2. Black Friday went well. In fact, it went TOO well, because it wasn't that crowded, and no one was rude, which made it a fair bit boring. I woke up a bit late, and we got to the mall 15 minutes later than I had planned. Then we bummed around real slowly. Probably too slow for Chance, in some cases. I wish I had some interesting juicy tidbit of human crassness to pass along, but apart from one guy with a funny hairdo and another guy with a slightly Hitler-esque mustache... nothing.
Wait, that's not entirely true. Because of Chance's shopping needs, I ended up in two stores I previously never be caught dead in. The first was "Limited Too," a kid's offshoot of "Limited," a clothing chain. For popular, skinny model-type women. Limited Too is how I think Barbie (as in the doll, not the renowned SS interrogator and torturer) would design a store if her only direction were to, "Tone down the pink a tad." The second I walked in there with her (and before Chance gets mad, she was looking for a gift for her girly sister, and NOT anything for herself), I felt like I was on some foreign planet to which I was NOT welcome. Not that anyone even gave me the evil eye, no, but I felt entirely out of place and very uncomfortable. They had thongs. For kids. [shudders] EEUUGHHH!!! I mean, yes, I had heard about them, but there they were, complete with some picture of a lip-glossed pre-teen wearing stretch hip-huggers, with a purse tossed over her shoulder, looking back at the camera with a carefree look, as if to say, "I may be 11, but at least I don't have panty lines!" If I was Catholic, I would have crossed myself right then and there. Evil. Evil evil evil. For some reason I had to point this out to someone, so I mentioned it under my teeth to Chance and CR, and Chance nodded like, "Yah. That's disgusting." CR, who sadly didn't catch on as quickly, tried to build on my comment with a slightly too-loud, "And look, they have bras! What kid wears a bra??" Chance's face dropped to the floor. I said, "Uh... any girl who doesn't want her classmates to know how cold she is." Chance snickered. What a weird moment.
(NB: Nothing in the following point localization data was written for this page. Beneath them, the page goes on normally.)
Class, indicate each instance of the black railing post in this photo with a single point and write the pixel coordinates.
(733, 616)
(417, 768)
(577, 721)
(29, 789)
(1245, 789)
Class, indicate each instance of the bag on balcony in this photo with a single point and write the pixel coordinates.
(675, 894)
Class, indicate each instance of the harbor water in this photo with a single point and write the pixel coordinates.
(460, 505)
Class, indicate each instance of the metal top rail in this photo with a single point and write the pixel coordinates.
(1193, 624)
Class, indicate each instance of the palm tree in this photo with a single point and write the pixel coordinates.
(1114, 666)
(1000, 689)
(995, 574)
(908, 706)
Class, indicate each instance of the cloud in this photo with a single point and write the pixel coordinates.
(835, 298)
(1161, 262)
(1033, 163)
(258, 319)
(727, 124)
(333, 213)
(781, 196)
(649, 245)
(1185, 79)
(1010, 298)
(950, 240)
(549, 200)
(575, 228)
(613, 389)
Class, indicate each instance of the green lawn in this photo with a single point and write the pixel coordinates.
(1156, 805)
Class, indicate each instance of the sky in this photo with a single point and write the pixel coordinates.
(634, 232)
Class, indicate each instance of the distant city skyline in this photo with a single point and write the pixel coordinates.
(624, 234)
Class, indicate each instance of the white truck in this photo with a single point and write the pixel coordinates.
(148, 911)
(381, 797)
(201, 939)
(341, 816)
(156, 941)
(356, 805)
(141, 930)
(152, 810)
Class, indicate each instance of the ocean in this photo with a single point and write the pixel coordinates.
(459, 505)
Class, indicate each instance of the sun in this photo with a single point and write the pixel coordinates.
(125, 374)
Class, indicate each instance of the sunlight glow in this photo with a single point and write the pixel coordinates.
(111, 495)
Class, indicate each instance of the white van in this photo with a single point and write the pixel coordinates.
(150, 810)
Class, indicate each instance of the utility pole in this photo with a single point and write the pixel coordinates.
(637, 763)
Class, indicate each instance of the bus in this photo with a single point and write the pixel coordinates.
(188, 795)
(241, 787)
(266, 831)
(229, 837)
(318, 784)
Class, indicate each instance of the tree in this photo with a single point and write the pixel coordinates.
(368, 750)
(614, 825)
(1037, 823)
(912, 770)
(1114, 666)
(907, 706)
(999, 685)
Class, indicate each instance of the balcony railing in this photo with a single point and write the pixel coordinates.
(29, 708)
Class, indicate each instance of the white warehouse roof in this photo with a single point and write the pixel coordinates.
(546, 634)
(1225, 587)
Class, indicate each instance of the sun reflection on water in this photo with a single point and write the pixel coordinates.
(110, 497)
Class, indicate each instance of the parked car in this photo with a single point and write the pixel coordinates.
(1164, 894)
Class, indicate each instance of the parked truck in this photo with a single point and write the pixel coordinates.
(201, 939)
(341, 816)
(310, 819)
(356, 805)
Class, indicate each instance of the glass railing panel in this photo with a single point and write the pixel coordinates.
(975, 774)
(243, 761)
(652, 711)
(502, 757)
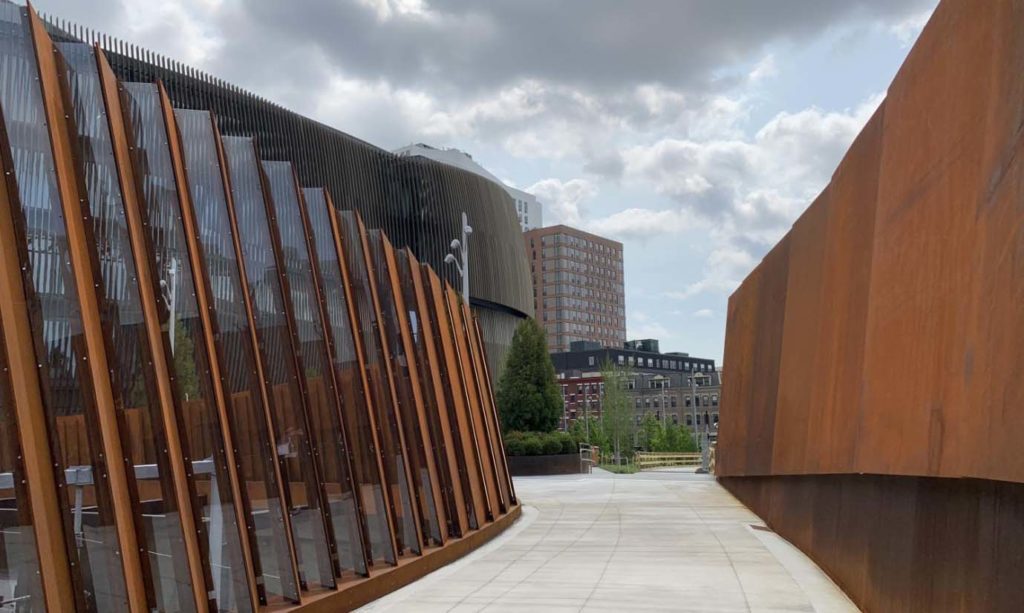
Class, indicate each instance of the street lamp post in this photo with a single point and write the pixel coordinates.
(462, 262)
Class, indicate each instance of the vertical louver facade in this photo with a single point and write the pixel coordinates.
(218, 389)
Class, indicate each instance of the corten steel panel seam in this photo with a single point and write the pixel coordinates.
(184, 494)
(470, 463)
(414, 376)
(432, 368)
(72, 199)
(472, 403)
(448, 331)
(473, 373)
(28, 406)
(317, 453)
(360, 359)
(404, 445)
(494, 417)
(268, 413)
(243, 506)
(349, 456)
(799, 369)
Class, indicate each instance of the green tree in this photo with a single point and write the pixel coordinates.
(616, 410)
(527, 395)
(651, 433)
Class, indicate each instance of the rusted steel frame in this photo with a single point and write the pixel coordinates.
(76, 214)
(54, 566)
(473, 404)
(284, 485)
(494, 417)
(467, 441)
(320, 487)
(329, 343)
(386, 357)
(414, 380)
(357, 340)
(243, 508)
(486, 410)
(432, 368)
(184, 493)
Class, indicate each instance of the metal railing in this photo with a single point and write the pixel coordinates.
(652, 460)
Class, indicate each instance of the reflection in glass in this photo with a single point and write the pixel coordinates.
(183, 330)
(394, 466)
(19, 586)
(272, 330)
(254, 448)
(417, 442)
(57, 324)
(348, 371)
(315, 362)
(122, 316)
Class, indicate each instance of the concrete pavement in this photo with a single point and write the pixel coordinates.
(667, 540)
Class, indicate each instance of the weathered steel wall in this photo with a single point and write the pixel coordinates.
(884, 335)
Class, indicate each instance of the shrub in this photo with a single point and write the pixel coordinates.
(514, 446)
(568, 443)
(551, 443)
(531, 446)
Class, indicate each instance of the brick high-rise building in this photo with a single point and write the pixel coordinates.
(579, 290)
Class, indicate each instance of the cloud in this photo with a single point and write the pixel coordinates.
(563, 201)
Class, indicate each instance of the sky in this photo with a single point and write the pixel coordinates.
(694, 132)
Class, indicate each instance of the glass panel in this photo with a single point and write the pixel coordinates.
(348, 373)
(415, 443)
(19, 587)
(122, 316)
(394, 465)
(315, 363)
(254, 449)
(183, 330)
(279, 364)
(406, 270)
(93, 545)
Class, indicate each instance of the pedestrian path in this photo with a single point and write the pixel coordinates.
(670, 540)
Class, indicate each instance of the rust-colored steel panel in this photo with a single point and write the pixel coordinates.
(492, 416)
(454, 305)
(457, 400)
(184, 491)
(767, 347)
(412, 367)
(27, 393)
(136, 569)
(836, 391)
(798, 369)
(240, 494)
(449, 453)
(737, 386)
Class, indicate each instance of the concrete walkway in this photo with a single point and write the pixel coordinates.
(669, 540)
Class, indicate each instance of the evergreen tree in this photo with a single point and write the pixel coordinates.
(616, 410)
(527, 395)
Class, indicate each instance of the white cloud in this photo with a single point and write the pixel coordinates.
(748, 191)
(563, 201)
(765, 69)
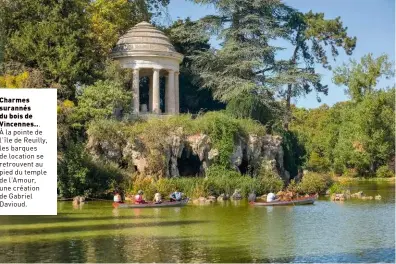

Oh and the second place was a "Redskins NFL" store (local football team), but I am just not a sports fan, that's all.
After the mall, we watched "Harry Potter and the Prisoner of Azkiban." Then her parents came, stayed a bit, and then left. I went back to sleep.
3. At the mall, I cashed in 3 gift cards I had been holding onto for Borders/Waldenbooks. I so rarely get to one, and I get gift cards to the chain all the time. I bought two huge books, one was a treasury of National Lampoon photos and weird news clippings, and another was a Monty Python Autobiography by the Monty Python members themselves. I also got an Amazon.com certificate for my birthday, and so I got a copy of "The Annotated Alice," a strange work that's been out for a while, but I just found out about. It's the Alice in Wonderland books, with running sideline commentary about the history behind various passages, including political jibes, character inspirations, and other stuff about Dodgeson's life. The other book was, "Just a Geek," by blogger Wil Wheaton, who writes about some of the things that impacted his life. I also got 4 new shirts, 2 for work, 2 for play, from Land's End.
4. I can't go into this, but have you ever asked a friend, whom you have known for years, what was wrong, only to find a vein of hidden untapped anger that boils forth in a foam of disgust and despair? And you are left in shock going, "OMG... your life is like that? Holy God. Holy dear god!" Yeah.
5. Someone else, whom I like and have for... over a decade, called me their best friend. I was totally shocked by this, and sadly, the first though was how unworthy I was. Which went badly, because he assumed by pause and frustration was a rejection of some kind. This has been cleared (I hope), but when someone says that to me, I take that very seriously. Boy, is he gonna regret this! Tell them, Neal, what hell you have gone through! Tell him how I got you in trouble in sixth grade!